The economic value of CAFOs to Missouri remains high. A 2011 study funded by MU College of Agriculture, Food and Natural Resource's Commercial Agriculture Programme found that the economic benefit in northwest Missouri totaled about $1.1 billion each year for the region.

Yet, in 2010, a jury awarded one northwest Missouri group of landowners $11 million in a lawsuit against one CAFO, when they ruled that the smell and flies from the facility harmed their quality of life. In spring 2011, the Missouri State General Assembly passed a bill that would limit the monetary award for so-called "nuisance lawsuits" to the value of a person's property, which Govenor Jay Nixon signed into law in May.

Talk of further federal regulation also makes it prudent for CAFOs to be proactive in managing their emissions to improve air quality. The Environmental Protection Agency is conducting similar studies to understand overall emissions from farm facilities with a distant eye on future rules.
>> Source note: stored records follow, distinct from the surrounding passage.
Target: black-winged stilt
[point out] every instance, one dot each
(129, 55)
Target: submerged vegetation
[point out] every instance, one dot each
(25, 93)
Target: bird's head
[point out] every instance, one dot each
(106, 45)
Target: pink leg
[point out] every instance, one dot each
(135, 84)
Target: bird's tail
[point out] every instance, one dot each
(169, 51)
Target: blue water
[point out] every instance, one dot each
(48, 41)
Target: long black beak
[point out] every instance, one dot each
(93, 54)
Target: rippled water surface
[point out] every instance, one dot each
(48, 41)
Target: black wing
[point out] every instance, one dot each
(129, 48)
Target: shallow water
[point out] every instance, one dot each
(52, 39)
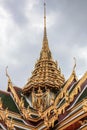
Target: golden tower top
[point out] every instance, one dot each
(45, 52)
(46, 73)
Mr Lim said university research on emission models parallels EPA's efforts, but avoids the influence of regulations and politics, and university emission models can be compared with EPA models when the agency considers regulatory changes.

Mr Lim works as part of MU Extension's Commercial Agriculture Programme and in agricultural systems management for the College of Agriculture, Food and Natural Resources to improve air quality and waste management in large animal production.

While there's still some way to go in perfecting biofilters and bringing the price down, investing a few thousands to a few hundreds of thousands of dollars to implement a biofilter system in an operation pales in comparison to what lawsuits can cost a company.

"When a producer is more proactive it gives the impression that he's being responsible and a good neighbor," Mr Lim said.

"We've already learned so much but we want to further carry on and refine biofilters to be more specific and drive down the cost and maintenance so more people can use this technology."